The three struggled like this for about ten minutes, with no luck on either side. Without warning, the witch let go and plopped down, bursting into tears.

"**You don't know what it's like!"** she wailed, sniffling. **"Being all alone in the middle of the woods, with bad eyesight, an ugly eye colour, a tendency towards cannibalism, being old and ugly--" **Blaise offered her a Kleenex from the table in the hallway.

"**Thank you,"** she sniffled, wiping her eyes. She sighed. **"What am I supposed to do?"**

Seamus and Blaise exchanged looks.

"Well," began Blaise. "Do you have a wand?" The witch waved a hand vaguely.

"**Somewhere in the storerooms, dear."**

Blaise hurried off to find a wand and Seamus stayed to comfort the witch. After a quick search, Blaise discovered a wand behind a chest of pearls and precious stones, much like the ones scattered about the rest of the house.

He hurried back to the witch to find Seamus explaining the benefits of delivery pizza.
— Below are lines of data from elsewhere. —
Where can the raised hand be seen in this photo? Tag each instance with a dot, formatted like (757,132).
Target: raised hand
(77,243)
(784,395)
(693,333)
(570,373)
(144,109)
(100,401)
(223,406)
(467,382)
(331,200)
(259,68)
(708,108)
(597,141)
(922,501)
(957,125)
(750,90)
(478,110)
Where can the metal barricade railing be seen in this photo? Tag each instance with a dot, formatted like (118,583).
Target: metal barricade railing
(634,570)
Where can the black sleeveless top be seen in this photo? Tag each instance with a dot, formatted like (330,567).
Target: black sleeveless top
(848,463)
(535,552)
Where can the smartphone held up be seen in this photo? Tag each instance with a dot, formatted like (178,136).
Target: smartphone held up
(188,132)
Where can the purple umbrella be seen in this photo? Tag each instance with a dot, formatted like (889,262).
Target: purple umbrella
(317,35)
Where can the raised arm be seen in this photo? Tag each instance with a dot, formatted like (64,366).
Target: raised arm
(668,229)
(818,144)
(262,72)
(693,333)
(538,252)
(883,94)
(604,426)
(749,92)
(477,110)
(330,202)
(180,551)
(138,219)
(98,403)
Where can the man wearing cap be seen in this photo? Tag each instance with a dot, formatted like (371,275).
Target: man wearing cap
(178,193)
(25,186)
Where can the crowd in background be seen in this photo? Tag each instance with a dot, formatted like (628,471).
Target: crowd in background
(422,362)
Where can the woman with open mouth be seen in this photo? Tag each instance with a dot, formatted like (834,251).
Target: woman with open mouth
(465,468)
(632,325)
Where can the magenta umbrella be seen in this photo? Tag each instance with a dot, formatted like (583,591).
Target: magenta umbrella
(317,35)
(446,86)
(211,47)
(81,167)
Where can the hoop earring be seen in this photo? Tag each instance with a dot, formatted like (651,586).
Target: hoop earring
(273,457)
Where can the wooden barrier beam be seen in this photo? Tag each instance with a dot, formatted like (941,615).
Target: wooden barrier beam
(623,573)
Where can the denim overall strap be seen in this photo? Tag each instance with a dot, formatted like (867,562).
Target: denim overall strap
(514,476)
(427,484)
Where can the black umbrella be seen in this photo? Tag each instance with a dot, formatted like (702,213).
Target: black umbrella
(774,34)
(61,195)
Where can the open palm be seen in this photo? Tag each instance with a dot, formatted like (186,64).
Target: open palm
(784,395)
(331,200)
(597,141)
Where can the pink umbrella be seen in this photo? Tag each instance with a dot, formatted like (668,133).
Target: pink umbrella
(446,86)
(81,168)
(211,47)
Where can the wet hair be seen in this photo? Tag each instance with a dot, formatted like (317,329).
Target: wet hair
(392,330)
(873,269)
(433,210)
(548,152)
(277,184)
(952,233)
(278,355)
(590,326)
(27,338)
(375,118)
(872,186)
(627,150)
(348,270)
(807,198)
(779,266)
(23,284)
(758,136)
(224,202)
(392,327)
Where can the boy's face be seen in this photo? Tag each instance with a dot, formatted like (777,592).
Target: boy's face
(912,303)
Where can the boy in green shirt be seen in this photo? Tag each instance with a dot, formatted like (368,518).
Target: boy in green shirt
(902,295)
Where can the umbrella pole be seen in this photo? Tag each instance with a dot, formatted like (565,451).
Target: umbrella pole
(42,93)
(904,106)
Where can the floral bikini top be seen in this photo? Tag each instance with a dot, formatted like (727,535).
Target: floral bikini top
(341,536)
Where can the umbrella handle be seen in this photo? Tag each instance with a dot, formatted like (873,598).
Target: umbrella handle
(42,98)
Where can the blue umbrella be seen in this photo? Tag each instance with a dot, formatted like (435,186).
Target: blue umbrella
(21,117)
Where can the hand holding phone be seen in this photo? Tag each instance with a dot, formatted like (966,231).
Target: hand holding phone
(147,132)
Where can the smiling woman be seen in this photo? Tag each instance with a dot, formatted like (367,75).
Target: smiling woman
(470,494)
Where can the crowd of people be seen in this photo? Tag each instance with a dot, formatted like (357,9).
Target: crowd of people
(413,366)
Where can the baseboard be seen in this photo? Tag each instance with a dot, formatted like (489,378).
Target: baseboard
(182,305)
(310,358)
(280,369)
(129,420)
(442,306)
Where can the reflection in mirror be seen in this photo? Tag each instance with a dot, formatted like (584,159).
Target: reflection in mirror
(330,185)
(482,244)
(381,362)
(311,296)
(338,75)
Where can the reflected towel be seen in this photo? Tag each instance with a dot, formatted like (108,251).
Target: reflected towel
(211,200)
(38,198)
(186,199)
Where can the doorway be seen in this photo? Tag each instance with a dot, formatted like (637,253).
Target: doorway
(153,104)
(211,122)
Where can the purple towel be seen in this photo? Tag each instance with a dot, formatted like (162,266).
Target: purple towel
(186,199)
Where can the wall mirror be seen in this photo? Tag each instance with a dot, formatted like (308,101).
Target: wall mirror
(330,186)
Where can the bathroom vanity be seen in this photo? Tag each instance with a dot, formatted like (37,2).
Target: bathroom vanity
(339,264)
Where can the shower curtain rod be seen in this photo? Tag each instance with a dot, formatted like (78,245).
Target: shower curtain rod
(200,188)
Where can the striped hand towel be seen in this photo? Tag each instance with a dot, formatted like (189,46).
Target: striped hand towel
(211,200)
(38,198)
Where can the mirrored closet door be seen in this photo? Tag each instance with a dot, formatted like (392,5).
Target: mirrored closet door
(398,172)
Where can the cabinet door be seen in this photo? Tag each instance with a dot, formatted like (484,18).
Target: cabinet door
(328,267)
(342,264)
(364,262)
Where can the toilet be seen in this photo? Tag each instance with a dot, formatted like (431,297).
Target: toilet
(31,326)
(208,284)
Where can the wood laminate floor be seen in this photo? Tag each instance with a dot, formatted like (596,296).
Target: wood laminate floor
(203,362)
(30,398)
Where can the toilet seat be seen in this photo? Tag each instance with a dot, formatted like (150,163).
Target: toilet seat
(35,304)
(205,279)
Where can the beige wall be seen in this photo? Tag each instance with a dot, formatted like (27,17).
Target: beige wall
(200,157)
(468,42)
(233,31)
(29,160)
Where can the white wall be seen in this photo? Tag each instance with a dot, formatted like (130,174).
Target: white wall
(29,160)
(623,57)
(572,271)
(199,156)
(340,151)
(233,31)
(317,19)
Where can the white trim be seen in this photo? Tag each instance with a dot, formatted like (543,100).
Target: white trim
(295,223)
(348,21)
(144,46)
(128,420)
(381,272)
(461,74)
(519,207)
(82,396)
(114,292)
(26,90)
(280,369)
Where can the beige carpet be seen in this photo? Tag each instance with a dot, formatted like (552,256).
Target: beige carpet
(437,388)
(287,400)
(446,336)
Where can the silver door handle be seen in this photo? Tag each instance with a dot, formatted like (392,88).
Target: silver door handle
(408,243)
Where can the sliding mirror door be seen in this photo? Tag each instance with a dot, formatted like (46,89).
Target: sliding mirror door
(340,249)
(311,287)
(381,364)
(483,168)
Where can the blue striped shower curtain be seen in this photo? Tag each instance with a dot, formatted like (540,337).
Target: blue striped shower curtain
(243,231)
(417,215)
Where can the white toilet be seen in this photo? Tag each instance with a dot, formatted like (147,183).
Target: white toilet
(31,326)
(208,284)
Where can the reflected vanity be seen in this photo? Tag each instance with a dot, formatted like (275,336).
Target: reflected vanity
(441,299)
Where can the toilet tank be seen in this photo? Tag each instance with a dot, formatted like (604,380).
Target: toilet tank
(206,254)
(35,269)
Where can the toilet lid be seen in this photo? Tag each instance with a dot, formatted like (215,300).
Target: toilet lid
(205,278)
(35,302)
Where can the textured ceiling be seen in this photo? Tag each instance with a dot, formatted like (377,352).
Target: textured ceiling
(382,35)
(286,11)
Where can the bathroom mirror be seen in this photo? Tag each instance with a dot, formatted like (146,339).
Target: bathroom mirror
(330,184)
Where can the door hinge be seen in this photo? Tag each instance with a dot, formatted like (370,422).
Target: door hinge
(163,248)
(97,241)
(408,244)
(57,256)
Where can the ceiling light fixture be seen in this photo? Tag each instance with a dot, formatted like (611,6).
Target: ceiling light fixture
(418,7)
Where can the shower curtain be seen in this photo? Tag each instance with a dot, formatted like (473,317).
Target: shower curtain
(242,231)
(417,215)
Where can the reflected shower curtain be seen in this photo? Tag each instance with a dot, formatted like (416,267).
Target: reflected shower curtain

"…and if you're lucky, the pizza guy is sometimes really gorgeous!" he finished triumphantly. The witch was nodding thoughtfully.

"**You know, that doesn't seem like a bad idea,"** she mused. **"Oh! There you are, Blaise. Seamus here was telling me all about you, you lucky young man."** She patted Seamus on the head fondly and missed, but soon found the general area. **"What a sweet boy Seamus is,"** she said, beaming. **"My name is Beth, by the way. You can call me Auntie Beth."**

"Err, ma'am, you're patting the vase…"

"**Oh, yes, of course. Foolish me. I'm terribly sorry, but my eyes--"**

Blaise held up the wand in triumph. "Ma'am, I think we can help you."

Two hours later, the witch was a new woman. Her warts, boils, and other unsightly skin conditions were magicked away and so were some extra pounds that she'd put on over the years. Living in a candy house is not without its temptations.

She had a new wardrobe, a directory with Seamus' favourite pizza place circled, and fashionable glasses suited perfectly to her age and complexion. Seamus nicked some of Ginny's makeup, figuring the tart could do with a bit less, and taught the witch how to apply eyeliner.

"You needn't smear yourself with makeup like that slag Weasley does," Blaise told the witch. "But a bit of eyeliner can do wonders for one's looks. I wear it all the time. This green would look quite pretty with your eyes, now that we've gotten rid of that severe pink-eye." He handed her a mermaid's-tail green and helped her put some on. He held up the mirror so she could see herself.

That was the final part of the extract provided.